Rendre le travail rentable pour tous
Notre priorité devrait être de rendre le travail rentable non seulement pour les travailleurs, mais aussi pour les employeurs et pour la collectivité. En cherchant à renchérir le coût du travail, nous risquons de freiner les embauches, d’encourager l’informalité et de réduire notre compétitivité.
«Le débat sur la TVA sociale mérite d’être rouvert sérieusement, sans dogme, avec les partenaires sociaux, les entreprises, les salariés et les économistes.»
— Jamal Belahrach
Un appel aux partis politiques
À l’occasion de cette campagne, j’invite les partis politiques à faire preuve d’audace. Vous avez le droit de promettre, mais vous devez aussi expliquer comment vous envisagez de financer vos propositions.
Une nouvelle intelligence sociale pour le Maroc
Le Maroc a déjà engagé des transformations majeures en matière de protection sociale.
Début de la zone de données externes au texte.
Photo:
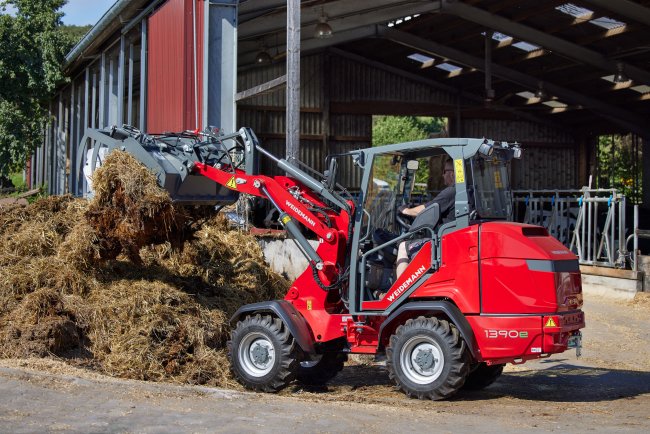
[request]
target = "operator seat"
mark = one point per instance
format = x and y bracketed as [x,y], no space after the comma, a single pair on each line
[429,217]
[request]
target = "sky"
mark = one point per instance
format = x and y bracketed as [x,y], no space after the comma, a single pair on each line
[83,12]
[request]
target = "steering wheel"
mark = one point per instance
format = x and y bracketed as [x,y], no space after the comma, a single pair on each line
[403,221]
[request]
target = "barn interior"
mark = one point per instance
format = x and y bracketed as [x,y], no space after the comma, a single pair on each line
[560,78]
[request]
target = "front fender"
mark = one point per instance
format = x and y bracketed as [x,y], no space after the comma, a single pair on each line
[435,308]
[289,315]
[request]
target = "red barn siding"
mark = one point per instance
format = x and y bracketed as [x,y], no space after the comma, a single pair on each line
[170,67]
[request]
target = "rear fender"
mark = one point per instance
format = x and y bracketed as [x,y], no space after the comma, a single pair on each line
[437,309]
[291,318]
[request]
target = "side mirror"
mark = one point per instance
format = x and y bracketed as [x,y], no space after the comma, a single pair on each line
[412,165]
[330,174]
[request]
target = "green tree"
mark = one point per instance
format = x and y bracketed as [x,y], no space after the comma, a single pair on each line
[620,165]
[32,49]
[387,130]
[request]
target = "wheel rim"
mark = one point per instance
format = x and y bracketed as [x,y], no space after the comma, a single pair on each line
[257,354]
[422,360]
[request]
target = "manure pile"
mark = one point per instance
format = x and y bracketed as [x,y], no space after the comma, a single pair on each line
[126,284]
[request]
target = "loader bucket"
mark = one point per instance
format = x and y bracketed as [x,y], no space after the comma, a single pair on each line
[168,158]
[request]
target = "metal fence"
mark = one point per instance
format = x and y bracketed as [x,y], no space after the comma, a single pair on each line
[590,222]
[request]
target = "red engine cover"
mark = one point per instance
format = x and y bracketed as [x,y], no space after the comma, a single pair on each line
[511,285]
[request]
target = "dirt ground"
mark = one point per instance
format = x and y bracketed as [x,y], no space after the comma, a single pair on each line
[607,390]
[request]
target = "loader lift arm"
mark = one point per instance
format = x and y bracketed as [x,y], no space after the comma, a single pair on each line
[299,198]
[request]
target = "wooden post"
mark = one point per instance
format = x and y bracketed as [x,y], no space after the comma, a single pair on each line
[646,173]
[293,78]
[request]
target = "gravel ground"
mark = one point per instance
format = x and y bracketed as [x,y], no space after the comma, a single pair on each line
[607,390]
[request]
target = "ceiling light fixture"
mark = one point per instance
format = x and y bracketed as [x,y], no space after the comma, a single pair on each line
[263,57]
[323,30]
[540,92]
[620,76]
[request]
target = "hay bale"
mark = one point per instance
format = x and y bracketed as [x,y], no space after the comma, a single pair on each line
[153,312]
[129,209]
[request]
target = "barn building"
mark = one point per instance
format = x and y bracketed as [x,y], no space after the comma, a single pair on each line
[308,76]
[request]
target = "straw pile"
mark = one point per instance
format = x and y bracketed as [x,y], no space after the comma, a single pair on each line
[102,284]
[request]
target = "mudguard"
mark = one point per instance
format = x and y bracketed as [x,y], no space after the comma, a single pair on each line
[437,307]
[291,318]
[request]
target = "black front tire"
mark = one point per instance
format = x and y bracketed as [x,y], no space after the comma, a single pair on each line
[482,376]
[427,358]
[322,369]
[263,354]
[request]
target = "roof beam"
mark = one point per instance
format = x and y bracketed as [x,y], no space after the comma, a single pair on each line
[437,85]
[312,44]
[342,15]
[550,42]
[624,118]
[625,8]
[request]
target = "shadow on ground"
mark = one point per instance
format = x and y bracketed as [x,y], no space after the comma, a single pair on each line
[558,383]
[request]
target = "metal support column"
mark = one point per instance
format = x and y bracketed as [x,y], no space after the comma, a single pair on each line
[120,82]
[143,77]
[645,203]
[293,78]
[129,108]
[220,64]
[102,91]
[72,149]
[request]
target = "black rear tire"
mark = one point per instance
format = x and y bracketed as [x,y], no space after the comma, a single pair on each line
[263,354]
[427,358]
[482,376]
[322,369]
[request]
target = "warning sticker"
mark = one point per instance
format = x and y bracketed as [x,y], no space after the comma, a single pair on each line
[497,180]
[232,184]
[460,171]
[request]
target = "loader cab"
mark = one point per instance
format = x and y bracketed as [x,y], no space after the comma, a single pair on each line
[396,175]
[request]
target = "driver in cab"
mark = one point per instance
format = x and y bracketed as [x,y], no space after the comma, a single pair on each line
[446,200]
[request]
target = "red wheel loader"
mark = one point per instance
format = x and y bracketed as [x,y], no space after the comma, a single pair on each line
[480,292]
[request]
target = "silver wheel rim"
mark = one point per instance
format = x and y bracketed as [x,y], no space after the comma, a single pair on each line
[257,354]
[422,360]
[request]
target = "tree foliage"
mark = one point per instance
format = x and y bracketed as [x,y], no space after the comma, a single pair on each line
[388,130]
[32,49]
[620,165]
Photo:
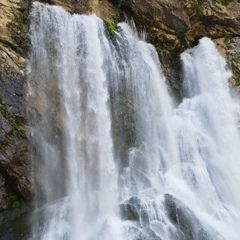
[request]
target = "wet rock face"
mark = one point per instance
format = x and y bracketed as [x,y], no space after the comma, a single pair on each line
[14,163]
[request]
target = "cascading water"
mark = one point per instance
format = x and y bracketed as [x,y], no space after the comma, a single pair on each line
[113,156]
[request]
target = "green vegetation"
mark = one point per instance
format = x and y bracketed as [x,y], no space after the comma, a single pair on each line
[223,2]
[111,27]
[13,201]
[18,26]
[160,50]
[16,122]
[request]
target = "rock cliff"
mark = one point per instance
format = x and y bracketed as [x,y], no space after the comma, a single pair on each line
[171,25]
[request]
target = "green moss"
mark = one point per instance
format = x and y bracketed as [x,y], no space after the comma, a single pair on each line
[111,27]
[16,122]
[18,26]
[160,50]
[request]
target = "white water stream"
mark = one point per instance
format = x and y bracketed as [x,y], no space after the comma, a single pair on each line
[113,156]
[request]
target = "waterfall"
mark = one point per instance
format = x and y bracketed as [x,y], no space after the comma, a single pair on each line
[114,157]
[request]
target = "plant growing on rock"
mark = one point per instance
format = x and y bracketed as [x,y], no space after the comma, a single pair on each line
[111,27]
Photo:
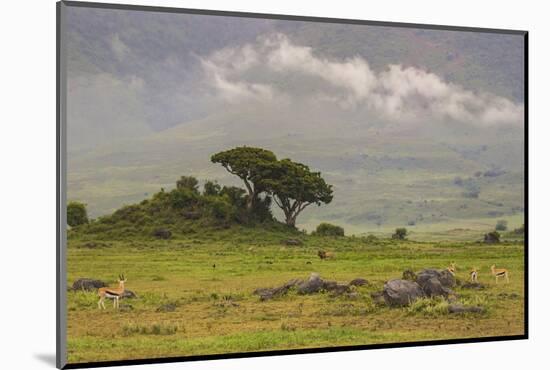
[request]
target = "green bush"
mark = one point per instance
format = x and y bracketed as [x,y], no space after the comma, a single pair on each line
[326,229]
[211,188]
[181,198]
[502,225]
[76,214]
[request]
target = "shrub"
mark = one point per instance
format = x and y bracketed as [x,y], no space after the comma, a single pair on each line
[520,230]
[219,208]
[492,237]
[182,198]
[502,225]
[76,214]
[326,229]
[189,183]
[211,188]
[400,233]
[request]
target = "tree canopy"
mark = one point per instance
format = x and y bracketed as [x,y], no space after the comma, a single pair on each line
[294,187]
[251,165]
[76,214]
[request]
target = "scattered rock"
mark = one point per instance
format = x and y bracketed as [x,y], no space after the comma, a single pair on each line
[460,308]
[190,215]
[352,295]
[409,275]
[473,285]
[358,282]
[169,307]
[292,242]
[93,245]
[434,288]
[399,292]
[88,284]
[269,293]
[313,285]
[162,234]
[125,307]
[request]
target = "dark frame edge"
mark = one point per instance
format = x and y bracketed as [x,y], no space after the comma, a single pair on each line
[289,352]
[526,184]
[287,17]
[61,358]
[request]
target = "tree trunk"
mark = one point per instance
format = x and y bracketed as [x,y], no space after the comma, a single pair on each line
[290,220]
[249,202]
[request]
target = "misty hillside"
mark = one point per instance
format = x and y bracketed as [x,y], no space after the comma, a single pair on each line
[420,128]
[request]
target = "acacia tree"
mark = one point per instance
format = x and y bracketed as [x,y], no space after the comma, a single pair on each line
[251,165]
[294,186]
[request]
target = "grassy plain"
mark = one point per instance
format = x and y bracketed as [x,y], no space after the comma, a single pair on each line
[216,311]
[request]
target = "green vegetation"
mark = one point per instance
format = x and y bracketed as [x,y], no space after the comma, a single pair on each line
[400,233]
[194,259]
[291,185]
[502,225]
[76,214]
[217,312]
[326,229]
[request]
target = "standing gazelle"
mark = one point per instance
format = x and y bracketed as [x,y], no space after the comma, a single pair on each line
[498,273]
[113,293]
[473,275]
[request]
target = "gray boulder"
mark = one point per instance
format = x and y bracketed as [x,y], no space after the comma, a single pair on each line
[269,293]
[359,282]
[400,292]
[434,288]
[88,284]
[446,279]
[162,234]
[473,285]
[313,285]
[128,294]
[459,308]
[169,307]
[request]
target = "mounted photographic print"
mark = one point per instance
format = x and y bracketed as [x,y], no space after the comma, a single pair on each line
[235,184]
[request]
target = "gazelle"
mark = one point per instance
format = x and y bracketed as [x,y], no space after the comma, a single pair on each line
[473,275]
[452,268]
[499,272]
[113,293]
[325,255]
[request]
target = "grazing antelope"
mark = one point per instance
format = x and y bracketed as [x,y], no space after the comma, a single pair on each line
[325,255]
[499,272]
[113,293]
[473,275]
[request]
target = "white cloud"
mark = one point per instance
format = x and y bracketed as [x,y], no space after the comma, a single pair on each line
[253,72]
[119,48]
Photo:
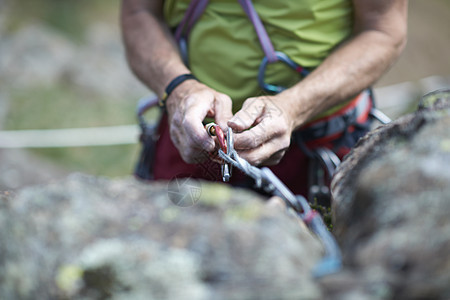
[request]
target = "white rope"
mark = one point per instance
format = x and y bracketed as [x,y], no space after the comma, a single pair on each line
[71,137]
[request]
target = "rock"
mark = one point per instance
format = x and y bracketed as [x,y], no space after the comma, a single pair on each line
[94,238]
[391,205]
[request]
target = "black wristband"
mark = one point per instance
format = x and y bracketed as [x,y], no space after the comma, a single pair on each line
[172,85]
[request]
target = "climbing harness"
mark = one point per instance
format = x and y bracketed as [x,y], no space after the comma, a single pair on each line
[324,160]
[193,14]
[266,180]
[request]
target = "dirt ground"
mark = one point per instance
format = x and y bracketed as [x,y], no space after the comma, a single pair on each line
[428,50]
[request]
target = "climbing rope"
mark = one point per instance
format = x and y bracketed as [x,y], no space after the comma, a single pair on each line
[266,180]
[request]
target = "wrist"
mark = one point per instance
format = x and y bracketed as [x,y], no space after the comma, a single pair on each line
[173,84]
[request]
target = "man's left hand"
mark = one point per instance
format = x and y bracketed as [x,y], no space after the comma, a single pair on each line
[263,130]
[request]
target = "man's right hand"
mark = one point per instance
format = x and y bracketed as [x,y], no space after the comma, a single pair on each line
[187,106]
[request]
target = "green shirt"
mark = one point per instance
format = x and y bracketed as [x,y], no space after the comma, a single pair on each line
[224,50]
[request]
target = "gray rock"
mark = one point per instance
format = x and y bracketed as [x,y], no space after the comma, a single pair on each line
[391,205]
[93,238]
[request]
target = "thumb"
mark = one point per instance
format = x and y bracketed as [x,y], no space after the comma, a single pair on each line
[222,110]
[246,117]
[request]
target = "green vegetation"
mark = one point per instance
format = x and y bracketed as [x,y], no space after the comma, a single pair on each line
[64,107]
[68,16]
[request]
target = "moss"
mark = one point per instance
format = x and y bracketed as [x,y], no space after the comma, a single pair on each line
[245,212]
[214,194]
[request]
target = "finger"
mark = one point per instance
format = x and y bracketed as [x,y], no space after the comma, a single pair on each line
[196,136]
[223,110]
[247,116]
[266,154]
[266,130]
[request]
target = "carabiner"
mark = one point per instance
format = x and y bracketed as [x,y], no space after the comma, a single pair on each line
[272,88]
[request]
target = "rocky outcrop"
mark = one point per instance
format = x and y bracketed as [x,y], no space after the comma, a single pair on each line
[392,202]
[92,238]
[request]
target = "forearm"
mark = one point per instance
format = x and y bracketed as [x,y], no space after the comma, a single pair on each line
[354,66]
[150,48]
[350,69]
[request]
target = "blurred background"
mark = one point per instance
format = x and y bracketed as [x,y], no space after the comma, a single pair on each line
[62,65]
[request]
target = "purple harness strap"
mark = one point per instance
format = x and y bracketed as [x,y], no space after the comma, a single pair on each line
[196,9]
[261,32]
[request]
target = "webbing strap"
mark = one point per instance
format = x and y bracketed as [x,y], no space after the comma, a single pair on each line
[335,124]
[261,32]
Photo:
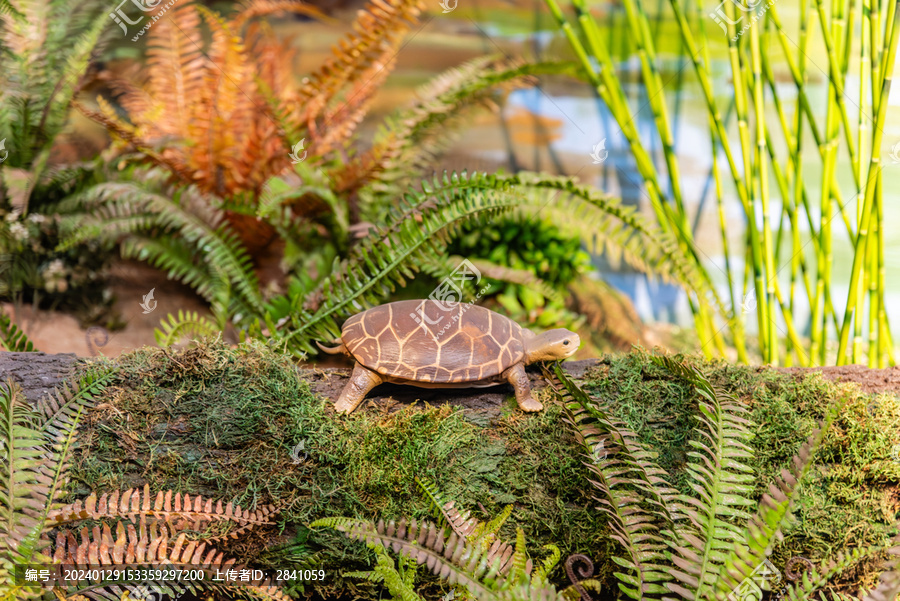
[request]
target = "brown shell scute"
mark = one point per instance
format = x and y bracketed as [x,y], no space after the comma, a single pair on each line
[427,341]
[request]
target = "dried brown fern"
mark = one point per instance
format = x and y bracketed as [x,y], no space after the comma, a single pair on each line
[150,545]
[180,511]
[366,52]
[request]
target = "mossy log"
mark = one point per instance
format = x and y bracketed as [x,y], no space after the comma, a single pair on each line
[225,421]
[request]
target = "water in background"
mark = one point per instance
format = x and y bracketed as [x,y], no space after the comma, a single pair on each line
[567,121]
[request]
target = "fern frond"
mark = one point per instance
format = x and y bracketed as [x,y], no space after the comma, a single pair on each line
[414,136]
[380,25]
[187,324]
[122,208]
[522,277]
[548,563]
[636,498]
[774,512]
[12,338]
[148,545]
[814,580]
[462,524]
[381,262]
[721,480]
[60,408]
[451,558]
[7,8]
[32,475]
[180,511]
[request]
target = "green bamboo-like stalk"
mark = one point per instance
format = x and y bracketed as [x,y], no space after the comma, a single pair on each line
[885,76]
[761,174]
[610,91]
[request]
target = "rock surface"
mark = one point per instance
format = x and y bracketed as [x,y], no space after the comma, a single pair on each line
[37,373]
[40,373]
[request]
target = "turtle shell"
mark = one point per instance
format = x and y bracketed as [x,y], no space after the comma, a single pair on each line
[431,341]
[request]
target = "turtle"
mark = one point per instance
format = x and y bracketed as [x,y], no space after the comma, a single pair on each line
[438,344]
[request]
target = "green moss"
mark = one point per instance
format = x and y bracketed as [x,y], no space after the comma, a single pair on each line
[222,421]
[852,498]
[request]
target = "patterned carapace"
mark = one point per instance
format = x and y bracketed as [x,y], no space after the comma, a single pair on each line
[431,341]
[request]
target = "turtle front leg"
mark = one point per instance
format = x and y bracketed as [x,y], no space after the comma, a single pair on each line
[516,376]
[362,380]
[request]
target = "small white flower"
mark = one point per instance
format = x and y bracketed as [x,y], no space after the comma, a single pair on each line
[55,268]
[18,231]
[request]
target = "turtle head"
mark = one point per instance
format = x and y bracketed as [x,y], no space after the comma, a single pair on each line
[551,345]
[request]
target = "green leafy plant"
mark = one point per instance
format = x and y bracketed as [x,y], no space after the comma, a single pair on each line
[700,545]
[425,220]
[134,528]
[529,263]
[45,50]
[466,552]
[768,164]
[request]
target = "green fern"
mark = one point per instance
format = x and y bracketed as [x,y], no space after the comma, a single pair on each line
[485,574]
[46,46]
[188,323]
[703,545]
[12,338]
[638,502]
[423,221]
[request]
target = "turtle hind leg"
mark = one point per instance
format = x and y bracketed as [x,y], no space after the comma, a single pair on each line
[362,380]
[517,377]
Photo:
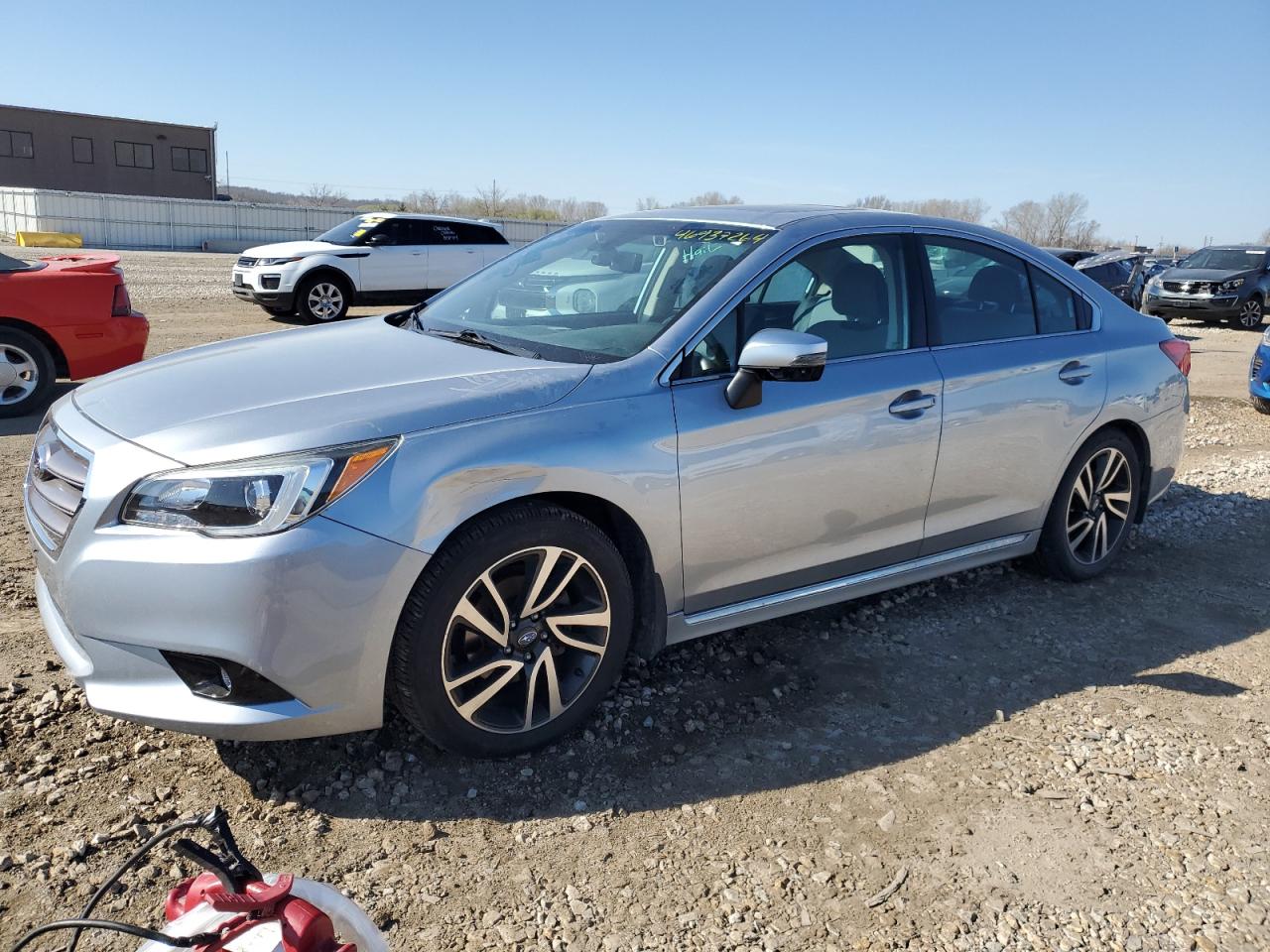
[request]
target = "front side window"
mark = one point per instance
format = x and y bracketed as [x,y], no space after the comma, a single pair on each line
[980,294]
[597,293]
[849,293]
[16,145]
[134,155]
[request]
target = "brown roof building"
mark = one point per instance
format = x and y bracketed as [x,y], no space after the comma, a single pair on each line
[79,153]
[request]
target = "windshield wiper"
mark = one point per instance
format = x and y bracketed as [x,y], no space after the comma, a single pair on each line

Il est temps de s’interroger sur leur financement et sur la place du travail dans notre modèle économique.
- Un salarié mieux rémunéré;
- Une entreprise encouragée à recruter;
- Une protection sociale durablement financée;
- Des TPE, PME et ménages fragiles protégés.
Réinventer le système économique
Ne nous contentons pas de promettre davantage. Réinventons le système. La question n’est pas simplement d’augmenter le salaire minimum, mais de construire un modèle qui favorise une meilleure rémunération du travail tout en réduisant le coût de la création d’emplois.
Un débat nécessaire pour l’avenir du Maroc
Les partis politiques doivent avoir le courage d’ouvrir ce débat devant les Marocaines et les Marocains. Ce n’est pas en promettant plus que nous avancerons, mais en expliquant mieux. Le Maroc a besoin d’une nouvelle intelligence sociale pour construire un avenir durable.
Le temps de l’audace
Le moment est venu de laisser place à la réflexion audacieuse : celle de proposer, d’arbitrer et de réinventer notre modèle social et économique.